A moment later he had reeled up his watertight bag. He cocked the hammer on the silenced QSW-06, opened the hatch, and moved inside. It was 4am and the warship was as still as she would get. This was the witching hour for him, the time where his victims were at their most vulnerable. He moved quietly though the passageways bathed in the weak red of the nighttime lighting. He slid silently down the railings of the ladders on his forearms, neoprene padded feet kissing the deck three times, encountering no one.
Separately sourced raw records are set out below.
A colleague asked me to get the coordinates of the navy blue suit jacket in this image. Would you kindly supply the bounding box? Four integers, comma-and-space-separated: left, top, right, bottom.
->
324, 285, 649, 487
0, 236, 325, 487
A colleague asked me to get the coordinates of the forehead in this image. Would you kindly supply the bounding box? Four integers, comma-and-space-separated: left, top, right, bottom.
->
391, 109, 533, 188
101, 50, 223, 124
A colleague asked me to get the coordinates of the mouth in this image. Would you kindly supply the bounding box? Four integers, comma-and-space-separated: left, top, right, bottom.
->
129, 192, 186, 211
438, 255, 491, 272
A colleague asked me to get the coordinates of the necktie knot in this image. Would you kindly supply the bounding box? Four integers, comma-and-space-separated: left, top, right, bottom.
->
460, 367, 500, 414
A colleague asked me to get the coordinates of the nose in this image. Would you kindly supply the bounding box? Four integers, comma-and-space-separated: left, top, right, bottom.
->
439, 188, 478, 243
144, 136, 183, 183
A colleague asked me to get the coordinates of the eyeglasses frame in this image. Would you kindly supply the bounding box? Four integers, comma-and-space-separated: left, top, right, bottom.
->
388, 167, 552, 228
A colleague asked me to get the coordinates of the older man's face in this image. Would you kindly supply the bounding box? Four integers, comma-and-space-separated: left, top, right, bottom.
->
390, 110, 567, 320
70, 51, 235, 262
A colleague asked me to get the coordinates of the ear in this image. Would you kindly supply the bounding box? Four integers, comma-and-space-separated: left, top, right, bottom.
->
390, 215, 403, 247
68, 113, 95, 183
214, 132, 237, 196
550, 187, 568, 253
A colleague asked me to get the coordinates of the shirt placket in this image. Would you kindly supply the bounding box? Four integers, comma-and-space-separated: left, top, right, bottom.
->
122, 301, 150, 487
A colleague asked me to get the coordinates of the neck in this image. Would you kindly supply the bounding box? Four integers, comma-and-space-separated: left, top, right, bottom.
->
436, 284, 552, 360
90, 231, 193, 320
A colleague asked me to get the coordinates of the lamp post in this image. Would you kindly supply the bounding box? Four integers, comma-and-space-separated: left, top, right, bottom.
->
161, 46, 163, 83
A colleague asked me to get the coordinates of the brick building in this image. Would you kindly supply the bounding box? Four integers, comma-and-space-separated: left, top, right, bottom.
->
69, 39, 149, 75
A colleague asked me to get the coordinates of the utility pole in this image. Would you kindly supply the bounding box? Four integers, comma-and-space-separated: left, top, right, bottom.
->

Making his way with confidence, he paused at a floor-to-ceiling locker containing firefighting equipment. He retrieved an explosive from his bag, attached it to the inside of one of the locker doors, then strung an arming wire to the opposite door. He carefully closed the locker and walked away from the booby trap. On the far side of the compartment were the fire mains, two of them, painted bright red. He quickly rigged an explosive to a round handle before making his way aft one compartment, where he paused just outside the door marked Engine Room.
He entered the engine room in a rush, shooting the stunned sailors playing cards before they could even blink. Three quick pulls of his finger, three muffled burps from his pistol, three bodies slumped to the floor. The controls for the automatic fire detection and suppression system were located precisely as he had been briefed. He yanked the electrical wires from the control box with a violent tug. Now he was ready to proceed with the heart of the mission. He borrowed a wrench then made his way through the maze of pipes to the high-pressure oil lubrication system servicing the propeller shaft. In short time he had removed the input line then bent it, pointing it toward the corner as warm, high-pressure oil squirted freely, pooling rapidly.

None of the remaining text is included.